[reprint] JIT introduction to new features of PHP 8

Time:2021-8-11

Reprinted from brother bird’s blog, original address:   https://www.laruence.com/2020/06/27/5963.html

Php8 alpha1 was released yesterday. I believe that JIT is the most concerned thing. How to use it, what to pay attention to, and how to improve the performance?

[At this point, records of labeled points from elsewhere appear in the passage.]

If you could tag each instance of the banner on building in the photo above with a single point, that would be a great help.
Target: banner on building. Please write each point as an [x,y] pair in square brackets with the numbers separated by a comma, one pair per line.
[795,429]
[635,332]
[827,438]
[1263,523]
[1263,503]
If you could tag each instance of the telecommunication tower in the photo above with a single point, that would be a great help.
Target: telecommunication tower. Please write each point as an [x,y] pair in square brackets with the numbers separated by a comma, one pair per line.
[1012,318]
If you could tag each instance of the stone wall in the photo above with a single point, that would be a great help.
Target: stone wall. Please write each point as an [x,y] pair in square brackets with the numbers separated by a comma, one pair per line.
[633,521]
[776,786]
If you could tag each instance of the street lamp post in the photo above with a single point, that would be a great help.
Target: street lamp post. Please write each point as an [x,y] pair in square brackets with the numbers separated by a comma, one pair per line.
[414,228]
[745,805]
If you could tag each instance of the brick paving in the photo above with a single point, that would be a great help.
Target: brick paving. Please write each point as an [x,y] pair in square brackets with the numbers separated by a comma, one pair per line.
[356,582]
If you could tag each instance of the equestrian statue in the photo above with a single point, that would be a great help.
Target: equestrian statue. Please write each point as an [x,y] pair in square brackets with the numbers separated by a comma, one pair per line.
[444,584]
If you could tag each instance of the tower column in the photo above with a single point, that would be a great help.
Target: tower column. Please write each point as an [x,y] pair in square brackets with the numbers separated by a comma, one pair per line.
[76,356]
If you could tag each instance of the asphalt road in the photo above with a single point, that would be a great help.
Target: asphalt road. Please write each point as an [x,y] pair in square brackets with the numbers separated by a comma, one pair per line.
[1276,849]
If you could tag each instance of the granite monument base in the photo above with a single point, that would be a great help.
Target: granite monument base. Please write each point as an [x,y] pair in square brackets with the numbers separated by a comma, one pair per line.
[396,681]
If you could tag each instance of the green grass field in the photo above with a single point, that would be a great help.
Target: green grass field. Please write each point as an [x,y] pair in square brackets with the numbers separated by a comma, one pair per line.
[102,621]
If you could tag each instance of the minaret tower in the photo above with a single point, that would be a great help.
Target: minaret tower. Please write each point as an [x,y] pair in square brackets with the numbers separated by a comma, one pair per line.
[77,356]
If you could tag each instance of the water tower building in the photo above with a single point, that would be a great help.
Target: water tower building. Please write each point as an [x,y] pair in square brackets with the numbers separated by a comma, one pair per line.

First, let’s look at a picture:

The left figure is the opcache flow diagram before php8 (Zend engine interprets and executes each time), and the right figure is the opcache diagram in php8 (Zend engine directly executes machine code). Several key points can be seen:

  • Opcache will be optimized at the opcode level. For example, two opcodes in the figure are merged into one
  • The JIT of php8 is currently provided in opcache
  • On the basis of opcache optimization, JIT is optimized again in combination with runtime information to directly generate machine code
  • JIT is not a substitute for the original opcache optimization, but an enhancement
  • At present, php8 only supports x86 CPUs (I found it when compiling)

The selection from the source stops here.